6.3.2. Scenario 2: Federated Workload Profiling on Various Resource Parameters at the Node Level

Disk space usage prior to and after FWP at different edge nodes.
The FWP experiments’ impact on disk space consumption was comparable with that of other previous experiments as evident from Figure 6. All of the nodes showed lower disk space usage after the FWP experiments, even though there was no large disparity in the usage of disk space.
Network I/O statistics prior to and after FWP
Each edge node’s network I/O data were recorded, which included the characteristics bytes sent, bytes received, number of packets transmitted, number of packets received, total number of incoming dropped packets, and the total number of outbound lost packets. This I/O data analysis revealed crucial insights into the system’s overall performance and helped identify potential bottlenecks and issues. After applying our proposed optimization strategies, which included resource-aware data reduction methods such as compression, protocol optimization, and caching, we were able to visually inspect the bytes sent and received and confirmed a decrease after implementing FWP, as shown in Figure 7.

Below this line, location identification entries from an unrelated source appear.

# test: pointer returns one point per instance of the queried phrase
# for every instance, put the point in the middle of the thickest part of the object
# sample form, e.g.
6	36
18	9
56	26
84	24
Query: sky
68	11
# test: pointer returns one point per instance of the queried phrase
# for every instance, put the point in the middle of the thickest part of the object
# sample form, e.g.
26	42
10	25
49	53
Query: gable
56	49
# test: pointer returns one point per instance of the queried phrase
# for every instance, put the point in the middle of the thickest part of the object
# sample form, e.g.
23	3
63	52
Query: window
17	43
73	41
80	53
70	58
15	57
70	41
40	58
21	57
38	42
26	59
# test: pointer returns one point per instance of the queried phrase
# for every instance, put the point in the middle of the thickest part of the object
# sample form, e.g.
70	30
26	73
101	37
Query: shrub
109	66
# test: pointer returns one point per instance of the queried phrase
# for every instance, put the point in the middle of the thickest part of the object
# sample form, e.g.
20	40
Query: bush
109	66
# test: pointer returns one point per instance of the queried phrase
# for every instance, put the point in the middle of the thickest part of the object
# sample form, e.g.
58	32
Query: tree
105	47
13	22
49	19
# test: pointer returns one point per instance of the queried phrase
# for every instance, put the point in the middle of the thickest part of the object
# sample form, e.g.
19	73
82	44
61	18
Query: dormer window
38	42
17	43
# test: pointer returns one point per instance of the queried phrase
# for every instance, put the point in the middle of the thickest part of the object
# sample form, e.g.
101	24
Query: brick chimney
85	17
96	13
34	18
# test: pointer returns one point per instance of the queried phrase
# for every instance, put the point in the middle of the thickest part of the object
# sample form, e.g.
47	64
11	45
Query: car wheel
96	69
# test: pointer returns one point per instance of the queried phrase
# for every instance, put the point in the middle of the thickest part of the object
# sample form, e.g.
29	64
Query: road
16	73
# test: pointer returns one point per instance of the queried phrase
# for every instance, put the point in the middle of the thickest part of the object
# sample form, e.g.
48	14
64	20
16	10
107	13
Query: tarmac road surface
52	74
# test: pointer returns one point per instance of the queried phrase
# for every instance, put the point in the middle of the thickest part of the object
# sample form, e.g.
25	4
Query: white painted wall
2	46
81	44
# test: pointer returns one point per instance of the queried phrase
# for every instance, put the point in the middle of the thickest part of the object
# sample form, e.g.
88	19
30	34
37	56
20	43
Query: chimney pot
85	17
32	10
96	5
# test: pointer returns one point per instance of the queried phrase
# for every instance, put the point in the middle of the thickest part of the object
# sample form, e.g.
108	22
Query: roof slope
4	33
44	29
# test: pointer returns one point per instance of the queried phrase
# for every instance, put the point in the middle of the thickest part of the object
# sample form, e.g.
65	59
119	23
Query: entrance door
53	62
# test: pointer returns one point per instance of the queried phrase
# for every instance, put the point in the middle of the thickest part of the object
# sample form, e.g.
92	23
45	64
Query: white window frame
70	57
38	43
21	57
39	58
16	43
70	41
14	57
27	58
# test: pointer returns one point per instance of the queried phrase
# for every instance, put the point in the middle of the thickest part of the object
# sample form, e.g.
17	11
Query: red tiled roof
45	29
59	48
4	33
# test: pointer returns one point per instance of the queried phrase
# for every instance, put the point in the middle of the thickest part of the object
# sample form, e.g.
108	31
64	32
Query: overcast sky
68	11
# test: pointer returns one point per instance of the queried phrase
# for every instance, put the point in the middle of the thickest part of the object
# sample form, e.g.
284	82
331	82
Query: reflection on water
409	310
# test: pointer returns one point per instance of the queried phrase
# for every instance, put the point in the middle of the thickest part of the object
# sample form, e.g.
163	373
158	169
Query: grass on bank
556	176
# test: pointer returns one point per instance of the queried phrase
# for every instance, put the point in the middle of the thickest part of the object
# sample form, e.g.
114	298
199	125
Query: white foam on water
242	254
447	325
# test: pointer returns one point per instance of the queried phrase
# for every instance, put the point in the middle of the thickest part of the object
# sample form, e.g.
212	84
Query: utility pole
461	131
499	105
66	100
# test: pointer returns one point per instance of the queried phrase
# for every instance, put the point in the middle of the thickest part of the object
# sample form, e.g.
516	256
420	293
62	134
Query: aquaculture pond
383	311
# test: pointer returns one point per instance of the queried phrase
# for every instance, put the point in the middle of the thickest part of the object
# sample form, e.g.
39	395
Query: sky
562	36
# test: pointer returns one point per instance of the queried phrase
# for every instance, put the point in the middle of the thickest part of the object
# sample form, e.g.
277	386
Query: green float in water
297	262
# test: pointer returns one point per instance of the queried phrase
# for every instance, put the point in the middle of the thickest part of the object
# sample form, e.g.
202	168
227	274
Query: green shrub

6.3.3. Scenario 3: The Cumulative Impact of Federated Workload Profiling across Expanding Node Networks

Extending the Scenario 2 experiments, an assessment was conducted to evaluate the cumulative impacts of optimization strategies on disk space, memory, and network performance as the number of nodes in the federation increases. The size of a federation can vary widely, ranging from a few nodes to hundreds or even thousands, depending on the specific network or system architecture. The number of nodes in a federation often impacts various aspects of network management, performance, and resource allocation.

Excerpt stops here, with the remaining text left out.